Through effective text and technical prowess, debutant Nithin Lukose comes across as a filmmaker who is in complete control of the medium

Through effective text and technical prowess, debutant Nithin Lukose comes across as a filmmaker who is in complete control of the medium

In one of the most remarkable scenes from Paka, a bed-ridden grandmother, whose face we never get to see, asks her grandson to bring out an old trunk from under her bed. One would half expect her to ask him to recite a few lines from the Bible which comes to view as soon as he opens it. But then, going with the violent landscape that this film is set in, she asks him to take out an old dagger, wrapped in a red cloth.


Director: Nithin Lukose

Cast: Vinitha Koshy, Basil Poulose, Nithin George

Runtime: 101 minutes

Storyline: A couple from two rival families choose love and strive to end a never-ending cycle of revenge

Unlike the regular heart-warming grandma tales, the tales she recites are soaked in blood from their own family tree and are ones that exhort the young ones to seek revenge. This unseen face becomes the spirit of Paka, a perceptive study of the never-ending cycle of revenge that pervades a village in Wayanad, stretching over generations. This village in Nithin Lukose’s debut film, which premiered at the 46th Toronto International Film Festival, does not exist in a vacuum or in an imaginary land. It is peopled by the heirs of those who had migrated to the higher ranges of Malabar from Central Kerala. Their initial battles against the punishing landscape remain as a historical background of the village.

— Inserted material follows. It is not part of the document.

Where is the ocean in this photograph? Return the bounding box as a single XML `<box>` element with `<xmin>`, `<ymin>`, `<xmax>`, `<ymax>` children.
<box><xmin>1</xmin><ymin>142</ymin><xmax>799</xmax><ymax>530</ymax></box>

On the surface, it is a familiar story that has been told in numerous ways on screen over the years. Johny (Basil Paulose) and Anna (Vinitha Koshy), from two families with a history of enmity, fall in love with each other and are about to get married. However, Nithin Lukose does not take the conventional path with this familiar material. He uses it as a portal to take us into this world of revenge. Even the youngest members of the families, like Paachi (Athul John), are not immune to it. All of them are just waiting to get caught into this vortex from which there is no escape.

Although we enter their world when a body is being fished out of the river—which is the dumping place for all dead bodies—there is relative peace between the families. But, the couple’s plans to get married goes haywire when Johny’s uncle Kocheppu (Jose Kizhakkan) returns home after serving his long sentence for murdering someone from Anna’s family. Though Kocheppu is repentant, the other side is still revengeful. One could imagine the young Kocheppu committing a murder, goaded by stories injected by a revenge-filled elder relative.

Nithin Lukose’s experience as a sound designer comes through in his use of sparse, but effective, background score and in the many seemingly random sound clips that play in the background. For instance, there is a repeating commentary from WWE wrestling matches played, but unlike the mock fights in those tournaments, everything is raw and real here. He does not celebrate the blood-letting, but rather takes a detached view of the banality and cyclical nature of the events, although at times one does wish for an escape from that cycle, just like the two central characters.

In Paka, one gets to see a debutant director who is in control of the medium and is sure of what he wants to get out of it.